The inputs to ZRP include name and address. The address is used to lookup attributes of the correpsonding region. The lookup process starts with retrieval of Census block group attributes. If the block group lookup fails, then Census tract attributes are retrieved. If the Census tract lookup fails, then ZIP code attributes are retrieved. ACS attributes associated with the retrieved geographic area are then appended to the first, middle, and last name. The resulting vector of predictors is then used as input to the corresponding model (e.g., block group, tract, or ZIP code-based model).

This ensemble model architecture can be visualized as follows:

Each model has a slightly different feature space, as summarized below:

ZRP features by source, counts and contribution

Source	Count	% Shapley Contribution
Individual’s Name	15	72.79%
ACS Attributes	167	7.59%
Engineered Ratios	15	19.62%
Total	197	100.00%

Ex.: ZRP Top features

Rank	Description	Shapley Contribution
1	Label encoded** Black or African American last name	0.168
2	Label encoded American Indian or Alaska Native last name	0.115
3	Label encoded Hispanic last name	0.081
4	Label encoded White last name	0.071
5	Label encoded Asian American and Pacific Islander last name	0.048
6	Ratio of non-White to White	0.046
	Sum of all model feature contribution	1.000

Model Evaluation

A validation dataset was constructed using 2021 Alabama voter registration data comprised of about 235,000 randomly sampled records. Around 230,000 records had appropriate data for generating race predictions. Please refer to the Data Sampling section to review filtration criteria. The race and ethnicity class information is tabulated below for the Alabama validation dataset. The table include United States popultion estimates by race and ethnicity, these estiamtes are not indicative of the true registered voter population.

Class	Sample Percent	National Estimate (%)
Asian American and Pacific Islander	1.1%	1.6%
American Indian and Alaskan Native	0.3%	0.7%
African American or Black	23.6%	26.8%
Hispanic or Latino	2.5%	4.6%
White	72.6%	65.3%

The benchmark models used for comparison in this section are BISG and BIFSG. We utilize the surgeo implementations for both models. Across the board, with significant class sizes, we can see ZRP outperforms BISG and BIFSG.

On the Alabama dataset, ZRP labeled more records than other methods

BISG falls short when proxying race or ethnicity of minority groups exhibited by low TPRs across minority classes. Predictive performance of the ZRP model on the Alabama validation dataset is shown below:

On the Alabama dataset, ZRP is better at predicting race compared to other methods (AUC metric)
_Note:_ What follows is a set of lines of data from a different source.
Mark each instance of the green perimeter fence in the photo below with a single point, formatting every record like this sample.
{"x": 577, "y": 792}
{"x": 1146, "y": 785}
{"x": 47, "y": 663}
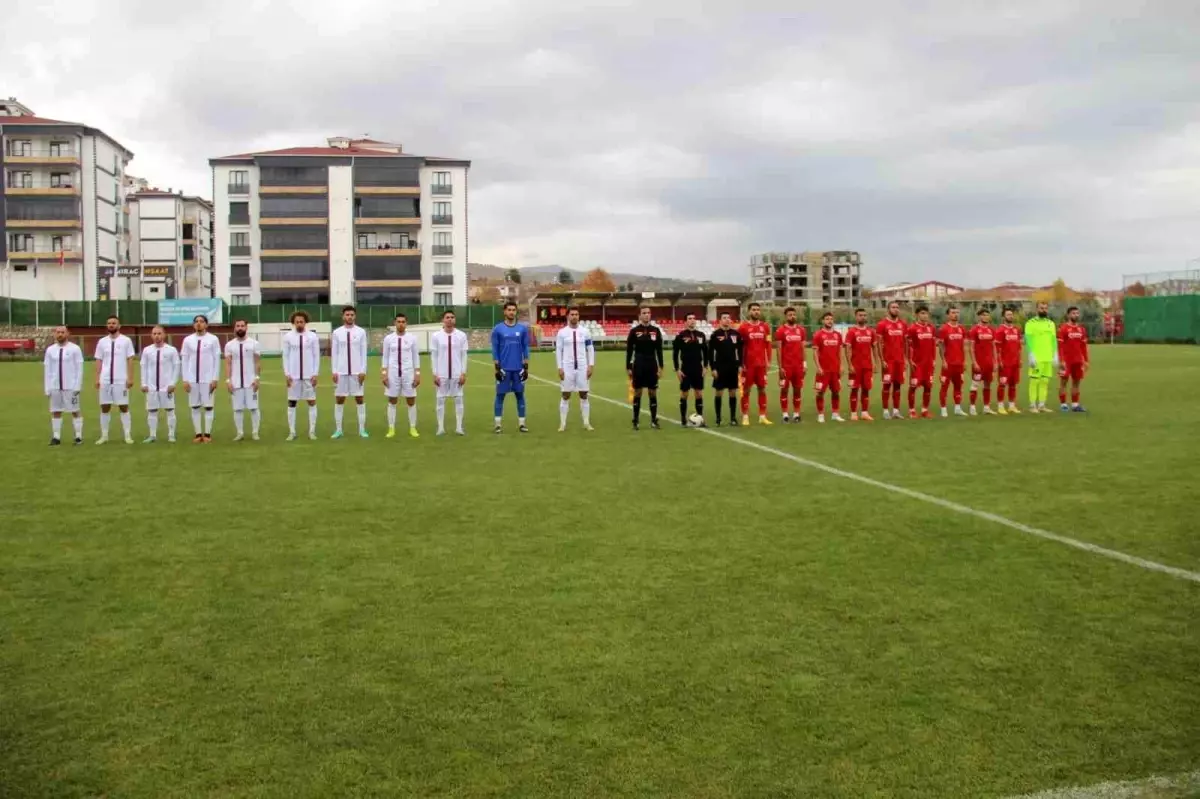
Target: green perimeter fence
{"x": 145, "y": 312}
On the Alabama dataset, ZRP has greater classification accuracy

On the Alabama dataset, ZRP Outperforms BISG and BIFSG even when holding name lists constant

We additionally complete validation studies of ZRP using Louisiana voter registration data and PPP Loan Forgiveness data (courtesy of Dr. Sabrina Howell at NYU. The results of the extended study can be found in our ZRP Validation Experiments’ Results.

Model Limitations

This model is designed to predict race/ethnicity based on names and addresses of people residing in the United States only.